Ecosystem protection and restoration will yield even more benefits for our planet and society if implemented in close partnership with the guardians of these ecosystems: Indigenous People and local communities. Securing community and indigenous land rights is key to the sustainable management of many ecosystems.
Urgent action is needed: without protecting and restoring natural ecosystems and improving land management we will not be able to limit global warming to 1.5°C. These actions would enhance our resilience to increasing climate impacts, reduce the risks of floods and fires, and help stop the catastrophic loss of biodiversity. The IPCC Special Reports on 1.5°C, Land and Oceans & Cryosphere and the IPBES Global Assessment highlight the urgent need to transform our relationship with land, oceans, and our food systems, and to safeguard our natural ecosystems.

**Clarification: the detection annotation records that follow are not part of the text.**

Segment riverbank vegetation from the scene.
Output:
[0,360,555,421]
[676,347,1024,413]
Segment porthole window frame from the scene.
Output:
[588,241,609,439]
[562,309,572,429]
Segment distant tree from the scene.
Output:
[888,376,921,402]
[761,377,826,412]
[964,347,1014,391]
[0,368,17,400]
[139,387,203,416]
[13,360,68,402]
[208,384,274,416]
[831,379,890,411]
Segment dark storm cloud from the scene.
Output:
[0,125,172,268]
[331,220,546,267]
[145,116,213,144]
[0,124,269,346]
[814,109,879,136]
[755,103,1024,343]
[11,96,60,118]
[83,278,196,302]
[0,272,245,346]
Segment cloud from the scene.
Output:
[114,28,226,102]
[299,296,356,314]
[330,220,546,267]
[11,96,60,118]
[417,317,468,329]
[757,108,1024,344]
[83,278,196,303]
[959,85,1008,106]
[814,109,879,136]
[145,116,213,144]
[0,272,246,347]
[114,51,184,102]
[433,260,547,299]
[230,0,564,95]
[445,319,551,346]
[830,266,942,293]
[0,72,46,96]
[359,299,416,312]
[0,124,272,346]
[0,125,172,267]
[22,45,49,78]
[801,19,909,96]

We call on parties to raise ambition with clear commitments to ensure that natural ecosystems are part of the solution to the climate crisis. The first step is for parties to specify in their enhanced NDCs, by 2020, how they will reduce emissions and enhance resilience through protecting and restoring terrestrial and marine ecosystems, and to reflect these and further actions in their Long Term Strategies.

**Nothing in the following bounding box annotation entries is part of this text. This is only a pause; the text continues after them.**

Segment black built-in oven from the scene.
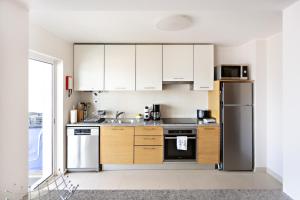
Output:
[164,127,197,161]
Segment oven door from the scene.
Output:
[164,135,196,161]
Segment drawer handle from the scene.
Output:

Kia ora, bula, tabea, buorre beaivi, ya’ateeh, Indigenous greetings to you all.
With everything that is on the line this year, with these negotiations and the push by countries to accept a bad agreement, rather than taking the appropriate consideration to ensure a strong Article 6 outcome that protects the rights of structurally oppressed peoples, we are very pleased to announce that as Indigenous Peoples’ Caucus we have been granted a dedicated space in this daily ECO Newsletter to share the issues that are most important to us, and our communities.

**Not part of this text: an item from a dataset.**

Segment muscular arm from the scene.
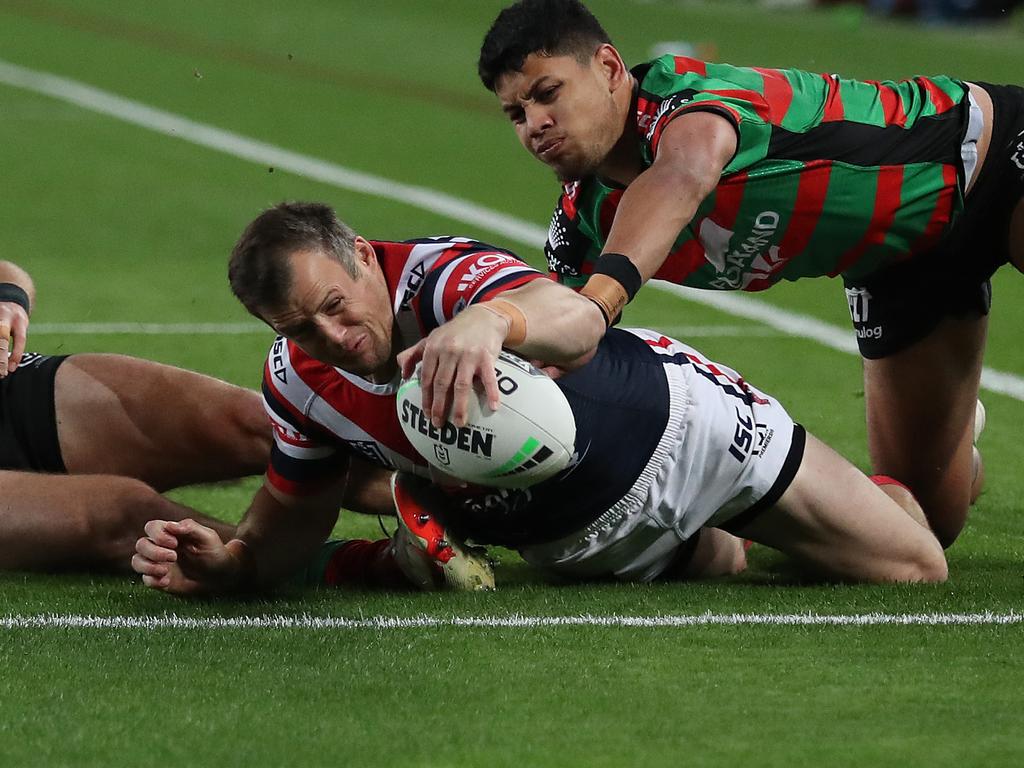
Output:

The people who are affected first and worst by climate change have also continually presented the appropriate holistic solutions for the climate crisis we are all in. Indigenous Peoples, Disabled Peoples, Women, LGBTQI+, Global South, and Youth are on the frontlines combating climate change within our own communities, and we are here contributing the MOST to a fair COP25 outcome for ALL.
Indigenous Rights, Disability Rights, Women’s Rights, LGBTQI+ Rights, Youth and Children’s Rights are ALL Human Rights, and this is our red line.
While people with lived experience must be centered and supported to lead across all COP25 workstreams, there is also a huge role for our allies to play. CAN and ECO have made a start in providing this space for our Indigenous voices. However, we challenge all attendees at the COP25 to also explicitly look for partnership opportunities with Indigenous Peoples and other structurally oppressed and marginalised groups.
It is not ambitious to think seven generations ahead, it is the minimum.
It is not ambitious to respect the rights enumerated by the United Nations Declaration on the Rights of Indigenous Peoples (UNDRIP), it is the minimum.
It is not ambitious to meet NDCs, it is the minimum.
Upholding our rights is not “ambitious”, it is the minimum.
But we do not want the minimum, we want to help you be ambitious.
Some ways you can be ambitious, and support us this COP25 are:
- Advocate for the inclusion of our rights as the minimum standard and overarching safeguards in Article 6;
- Give speaking and media opportunities to structurally oppressed groups;
- Give us your interventions. Period. We need them more than you do;
- Call for a Constituency for People with Disabilities;
- Hold the ground and ensure that countries know that no agreement is better than an agreement that is silent on our rights; and
- Ask countries that support human rights language how you can help get this across the line.